ANT provides a number of datasets in different formats.
See our separate datasets requests page for steps to take to get access to our data, or contact IMPACT.
See also our list of all datasets, and pointers to their formats.
We have several categories of dataset types:
Address Space Allocation Data contains Internet addresses that have some properties that characterize Internet topology (for example, addresses that respond with different codes, or that appear to be dynamic, etc.). The IP addresses in this dataset are not typically anonymized because they are determined from measurement traffic and not actual sender-receiver communications and so are not associated with specific individuals. This data can be used to better understand the Internet topology and address usage.
Specific sub-categories of address space allocation data include:
Internet address censuses (format):
we ping every allocated IP address one time over about two months and report the results.
A census is useful for studying address allocation policies.
We have collected 2 censuses every 2-4 months since 2006.
(Example: internet_address_survey_it39w-20110322
was the first census
after all IPv4 blocks were allocated.)
Internet address surveys (format):
we pick 1-2% of the /24 blocks in allocated Internet address space and
ping every address in those blocks many times (approximately every 11
minutes) for up to two weeks.
An address survey is useful for studying address usage (for example, static vs. dynamic allocation).
We have collected 2 surveys every 2-4 months since 2006.
(Example: internet_address_survey_reprobing_it43j-20111012
is our first survey from Japan.)
IP Address Hitlists (format):
a hitlist provides a representative for each /24 IPv4 address block
that is judged mostly likely to reply to pings.

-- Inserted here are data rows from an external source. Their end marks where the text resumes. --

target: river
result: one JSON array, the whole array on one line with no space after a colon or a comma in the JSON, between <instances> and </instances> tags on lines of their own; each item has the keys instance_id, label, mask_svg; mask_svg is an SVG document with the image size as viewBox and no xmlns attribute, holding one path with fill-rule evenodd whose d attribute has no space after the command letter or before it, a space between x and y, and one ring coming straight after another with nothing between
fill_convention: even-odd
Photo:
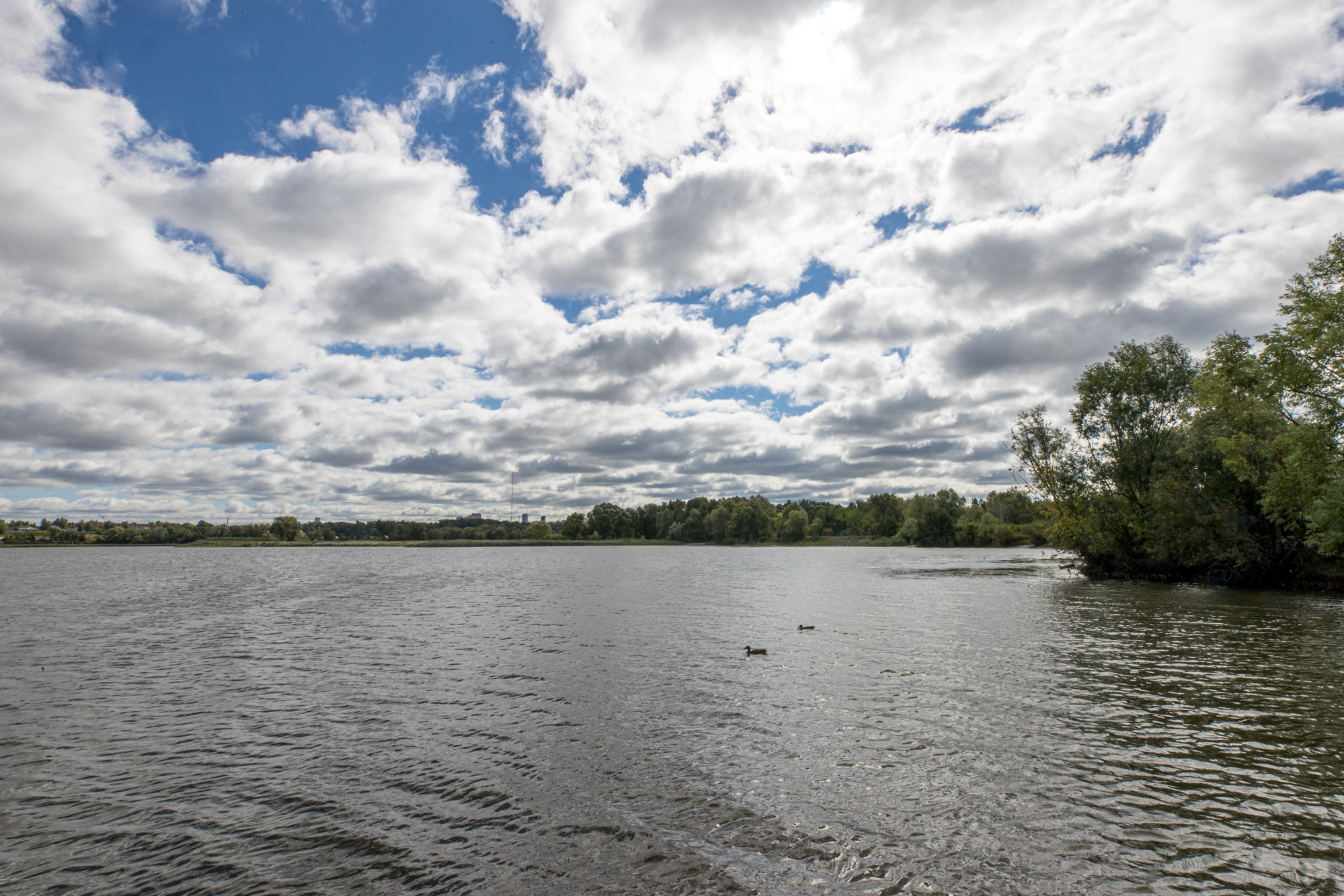
<instances>
[{"instance_id":1,"label":"river","mask_svg":"<svg viewBox=\"0 0 1344 896\"><path fill-rule=\"evenodd\" d=\"M5 893L1344 889L1337 595L1030 549L0 574Z\"/></svg>"}]
</instances>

Our goal is to provide representatives that are responsive, complete and stable:
that is, addresses that respond to pings and traceroutes (with high probability),
that cover every allocated IPv4 /24 prefix,
and that do not change much over time.
Our hitlists are derived from our census data.
Hitlists are useful input for Internet topology studies.
We have generated hitlists every 2-4 months since 2009.
(Example: internet_address_hitlist_it29w-20091102
was our first production hitlist.)
IP Address History (format):
The IP address history contains all IPv4 addresses who ever responded to
16 prior IPv4 address censuses, along with a scores for each address
about its likelihood to respond to future pings.
Address histories are useful for doing customized selection of IP
addresses for topology and reliability studies.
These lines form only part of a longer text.